ANSI Z80.28:2017 pdf free download – Methods of Reporting Optical Aberrations of Eyes
3.4 Wavefront error – W(x,y) or W(r, θ ) The wavefront error of an eye is the optical path-length (i.e., physical distance times refractive index) between a plane wavefront in the eye’s entrance pupil and the wavefront of light exiting the eye from a point source on the retina. It is specified as a function (wavefront error function) of the (x,y) or (r,q) coordinates of the entrance pupil. Wavefront error is measured in an axial direction (i.e., parallel to the z-axis defined in clause 4) from the pupil plane towards the wavefront. By convention, the wavefront error is set to zero at the pupil center by subtracting the central value from values at all other pupil locations. Wavefront error has physical units of meters (typically reported in micrometers) and pertains to a specified wavelength.
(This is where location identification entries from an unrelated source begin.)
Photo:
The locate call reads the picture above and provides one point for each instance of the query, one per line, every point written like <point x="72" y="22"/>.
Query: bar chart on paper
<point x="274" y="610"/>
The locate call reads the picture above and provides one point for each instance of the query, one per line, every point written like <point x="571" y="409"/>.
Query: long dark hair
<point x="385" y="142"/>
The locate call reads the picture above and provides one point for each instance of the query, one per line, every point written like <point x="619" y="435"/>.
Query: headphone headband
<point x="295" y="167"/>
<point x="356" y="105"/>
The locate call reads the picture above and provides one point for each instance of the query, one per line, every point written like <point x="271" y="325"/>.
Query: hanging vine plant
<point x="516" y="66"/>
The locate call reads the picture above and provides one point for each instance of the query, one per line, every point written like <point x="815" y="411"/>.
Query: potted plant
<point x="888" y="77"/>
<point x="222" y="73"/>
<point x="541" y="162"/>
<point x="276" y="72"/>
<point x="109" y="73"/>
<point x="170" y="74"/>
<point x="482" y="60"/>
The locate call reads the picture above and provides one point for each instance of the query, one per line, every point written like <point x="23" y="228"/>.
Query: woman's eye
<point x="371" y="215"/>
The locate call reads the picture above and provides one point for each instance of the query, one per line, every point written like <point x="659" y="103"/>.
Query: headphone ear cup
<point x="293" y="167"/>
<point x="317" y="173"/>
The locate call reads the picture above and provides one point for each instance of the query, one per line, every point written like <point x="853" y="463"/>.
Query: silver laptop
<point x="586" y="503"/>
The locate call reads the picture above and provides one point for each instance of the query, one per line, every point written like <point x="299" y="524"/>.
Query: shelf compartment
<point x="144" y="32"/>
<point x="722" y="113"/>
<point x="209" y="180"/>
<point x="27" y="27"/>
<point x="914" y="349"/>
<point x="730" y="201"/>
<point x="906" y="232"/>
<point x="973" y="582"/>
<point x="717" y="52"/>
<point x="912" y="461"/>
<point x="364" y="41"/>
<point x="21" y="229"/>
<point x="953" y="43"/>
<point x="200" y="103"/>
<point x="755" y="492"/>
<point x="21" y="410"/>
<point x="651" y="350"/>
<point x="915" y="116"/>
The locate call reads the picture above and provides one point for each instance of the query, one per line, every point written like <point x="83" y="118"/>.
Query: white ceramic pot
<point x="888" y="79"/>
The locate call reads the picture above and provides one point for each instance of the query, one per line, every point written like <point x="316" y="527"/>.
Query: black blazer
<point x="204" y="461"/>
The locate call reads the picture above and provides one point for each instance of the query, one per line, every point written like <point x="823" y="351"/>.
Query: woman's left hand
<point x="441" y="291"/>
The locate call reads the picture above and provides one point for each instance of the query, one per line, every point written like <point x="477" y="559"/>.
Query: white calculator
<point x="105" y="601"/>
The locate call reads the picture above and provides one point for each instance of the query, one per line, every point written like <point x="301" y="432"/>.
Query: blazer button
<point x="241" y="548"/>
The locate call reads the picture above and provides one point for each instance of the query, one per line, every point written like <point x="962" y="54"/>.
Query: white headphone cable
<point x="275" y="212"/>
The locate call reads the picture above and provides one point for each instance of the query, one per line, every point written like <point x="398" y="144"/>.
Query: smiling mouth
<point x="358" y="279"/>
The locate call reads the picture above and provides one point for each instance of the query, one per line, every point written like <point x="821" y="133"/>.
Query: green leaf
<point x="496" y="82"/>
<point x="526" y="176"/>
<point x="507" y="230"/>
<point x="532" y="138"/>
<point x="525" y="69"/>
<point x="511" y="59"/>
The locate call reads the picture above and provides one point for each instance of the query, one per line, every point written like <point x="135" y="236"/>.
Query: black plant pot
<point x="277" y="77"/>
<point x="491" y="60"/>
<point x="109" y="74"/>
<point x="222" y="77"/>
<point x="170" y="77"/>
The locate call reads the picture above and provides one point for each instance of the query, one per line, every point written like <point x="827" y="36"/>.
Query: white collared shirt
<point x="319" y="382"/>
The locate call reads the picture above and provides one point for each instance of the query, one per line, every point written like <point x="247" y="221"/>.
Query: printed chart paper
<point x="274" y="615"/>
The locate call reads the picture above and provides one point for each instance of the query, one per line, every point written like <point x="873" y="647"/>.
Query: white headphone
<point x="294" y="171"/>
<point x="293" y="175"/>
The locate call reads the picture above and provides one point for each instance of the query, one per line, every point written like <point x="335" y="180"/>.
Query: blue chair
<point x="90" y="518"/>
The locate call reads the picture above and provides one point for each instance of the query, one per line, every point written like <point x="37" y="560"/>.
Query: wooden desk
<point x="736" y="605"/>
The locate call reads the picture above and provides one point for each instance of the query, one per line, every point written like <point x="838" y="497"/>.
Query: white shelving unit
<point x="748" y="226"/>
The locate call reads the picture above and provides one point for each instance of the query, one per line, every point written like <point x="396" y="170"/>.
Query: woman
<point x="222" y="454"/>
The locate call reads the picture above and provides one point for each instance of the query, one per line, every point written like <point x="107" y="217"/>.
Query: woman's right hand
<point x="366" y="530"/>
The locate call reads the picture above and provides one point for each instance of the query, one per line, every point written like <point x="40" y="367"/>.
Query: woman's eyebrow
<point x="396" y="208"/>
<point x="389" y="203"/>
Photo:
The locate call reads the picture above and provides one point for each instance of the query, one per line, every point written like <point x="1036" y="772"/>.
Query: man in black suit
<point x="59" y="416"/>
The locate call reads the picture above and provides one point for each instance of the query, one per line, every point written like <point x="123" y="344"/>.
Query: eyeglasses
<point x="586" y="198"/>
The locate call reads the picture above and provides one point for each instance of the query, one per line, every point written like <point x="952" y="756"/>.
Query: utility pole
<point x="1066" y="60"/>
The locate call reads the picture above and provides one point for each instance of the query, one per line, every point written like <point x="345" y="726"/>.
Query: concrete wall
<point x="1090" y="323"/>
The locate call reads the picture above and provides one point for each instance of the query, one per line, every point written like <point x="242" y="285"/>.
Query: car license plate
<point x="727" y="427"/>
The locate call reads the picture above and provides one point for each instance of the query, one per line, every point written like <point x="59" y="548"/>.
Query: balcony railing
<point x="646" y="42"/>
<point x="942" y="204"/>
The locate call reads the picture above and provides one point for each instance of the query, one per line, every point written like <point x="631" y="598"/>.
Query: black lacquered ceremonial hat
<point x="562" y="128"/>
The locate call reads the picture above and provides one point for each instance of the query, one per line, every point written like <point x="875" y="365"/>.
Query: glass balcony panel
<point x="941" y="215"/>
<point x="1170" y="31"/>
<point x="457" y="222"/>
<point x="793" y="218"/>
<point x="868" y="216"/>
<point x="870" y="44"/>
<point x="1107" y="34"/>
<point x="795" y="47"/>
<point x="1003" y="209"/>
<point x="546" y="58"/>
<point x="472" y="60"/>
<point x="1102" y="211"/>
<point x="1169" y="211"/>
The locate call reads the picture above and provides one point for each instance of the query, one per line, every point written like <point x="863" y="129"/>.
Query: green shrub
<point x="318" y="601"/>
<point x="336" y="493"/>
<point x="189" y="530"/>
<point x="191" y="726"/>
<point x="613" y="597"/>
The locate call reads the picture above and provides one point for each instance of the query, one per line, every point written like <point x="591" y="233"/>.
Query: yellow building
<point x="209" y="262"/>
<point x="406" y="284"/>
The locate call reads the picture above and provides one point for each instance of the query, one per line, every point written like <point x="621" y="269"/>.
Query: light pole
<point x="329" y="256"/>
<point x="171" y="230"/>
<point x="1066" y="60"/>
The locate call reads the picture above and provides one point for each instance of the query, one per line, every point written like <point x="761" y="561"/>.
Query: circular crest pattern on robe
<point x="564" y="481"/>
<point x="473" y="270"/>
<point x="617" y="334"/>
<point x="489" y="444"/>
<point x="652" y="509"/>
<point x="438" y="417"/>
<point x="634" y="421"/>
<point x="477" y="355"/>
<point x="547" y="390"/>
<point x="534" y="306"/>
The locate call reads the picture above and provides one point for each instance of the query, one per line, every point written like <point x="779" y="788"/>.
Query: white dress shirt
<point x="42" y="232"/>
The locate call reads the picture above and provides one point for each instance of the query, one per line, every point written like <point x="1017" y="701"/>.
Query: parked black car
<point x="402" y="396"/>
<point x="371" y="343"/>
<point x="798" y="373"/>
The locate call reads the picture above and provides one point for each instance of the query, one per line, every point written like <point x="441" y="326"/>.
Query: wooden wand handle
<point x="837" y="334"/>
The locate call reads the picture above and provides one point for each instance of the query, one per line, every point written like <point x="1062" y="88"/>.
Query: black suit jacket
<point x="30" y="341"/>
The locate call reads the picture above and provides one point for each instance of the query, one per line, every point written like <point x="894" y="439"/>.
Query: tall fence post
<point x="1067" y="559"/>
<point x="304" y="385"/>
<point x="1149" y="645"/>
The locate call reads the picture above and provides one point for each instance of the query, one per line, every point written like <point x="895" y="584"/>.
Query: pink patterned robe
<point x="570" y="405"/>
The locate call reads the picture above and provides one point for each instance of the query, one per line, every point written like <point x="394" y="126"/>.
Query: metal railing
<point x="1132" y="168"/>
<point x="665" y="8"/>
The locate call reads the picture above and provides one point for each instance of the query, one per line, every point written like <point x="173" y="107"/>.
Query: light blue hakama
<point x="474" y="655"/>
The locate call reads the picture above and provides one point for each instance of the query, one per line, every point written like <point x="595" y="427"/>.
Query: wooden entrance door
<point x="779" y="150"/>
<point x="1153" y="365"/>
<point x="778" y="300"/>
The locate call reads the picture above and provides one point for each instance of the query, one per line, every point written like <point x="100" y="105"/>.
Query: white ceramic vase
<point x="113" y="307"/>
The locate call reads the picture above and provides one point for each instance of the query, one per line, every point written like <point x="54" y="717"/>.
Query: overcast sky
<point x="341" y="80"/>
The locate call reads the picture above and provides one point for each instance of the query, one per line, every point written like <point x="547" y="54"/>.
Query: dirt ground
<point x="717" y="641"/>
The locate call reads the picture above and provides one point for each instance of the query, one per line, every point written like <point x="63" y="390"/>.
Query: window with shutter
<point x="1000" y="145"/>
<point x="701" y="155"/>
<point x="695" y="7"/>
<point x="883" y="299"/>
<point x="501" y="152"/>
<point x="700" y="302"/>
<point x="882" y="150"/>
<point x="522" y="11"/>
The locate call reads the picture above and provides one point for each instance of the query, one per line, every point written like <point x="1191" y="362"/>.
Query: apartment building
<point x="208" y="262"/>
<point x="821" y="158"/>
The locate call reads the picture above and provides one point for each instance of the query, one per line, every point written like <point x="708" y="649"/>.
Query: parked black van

3.5 Optical path-length difference – OPD The optical path-length difference at each point in a wavefront is the negative of the wavefront error (3.4). It represents the correction of the optical path length needed to correct the wavefront error.
3.6 Root mean square wavefront error (RMS error) The root mean square wavefront error for the eye is computed as the square root of the variance of the wavefront error function (3.4). Piston and average tilt should be excluded from this calculation because they correspond to lateral displacements of the image rather than image degradation per se.
NOTE: The RMS error may also be found using the discrete set of wavefront error values that were used to generate the Zernike coefficients and standard statistical methods. When this is done, it may be found that this RMS value does not exactly match the value found using the formula given above. This is more likely to happen is cases where the locations in the pupil used to sample the wavefront error form a nonuniformly spaced grid. Then the data set does not lead to the formation of discrete, orthogonal Zernike functions.
3.7 Higher order aberrations Higher order aberrations of the eye refer to those aberrations that are in addition to sphero-cylindrical refractive errors and prismatic error. If the wavefront error is expressed in terms of Zernike polynomial function coefficients, the higher order aberrations are those of order 3 and higher.
4. Coordinate system
The coordinate system used to represent wavefront surfaces shall be the standard ophthalmic coordinate system as per ISO 8429:1986 in which the x axis is local horizontal with its positive sense to the right as the examiner looks at the eye under measurement, the y axis is local vertical with its positive sense superior with respect to the eye under measurement, the z axis is the line of sight of the eye under measurement with its positive sense in the direction from the eye toward the examiner. The horizontal and vertical origin of the coordinate system is the center of the visible pupil of the eye. The coordinate system origin lies in the plane of the exit pupil of the eye (for light originating on the retina and passing out through the pupil). This coordinate system is illustrated in Figure 1. The sign convention used for wavefront error values reported at any location on a wavefront shall be that used for this coordinate system. When Zernike coefficients are used to represent a wavefront or to report wavefront error, the sign convention used to describe the individual Zernike functions shall be that used for this coordinate system.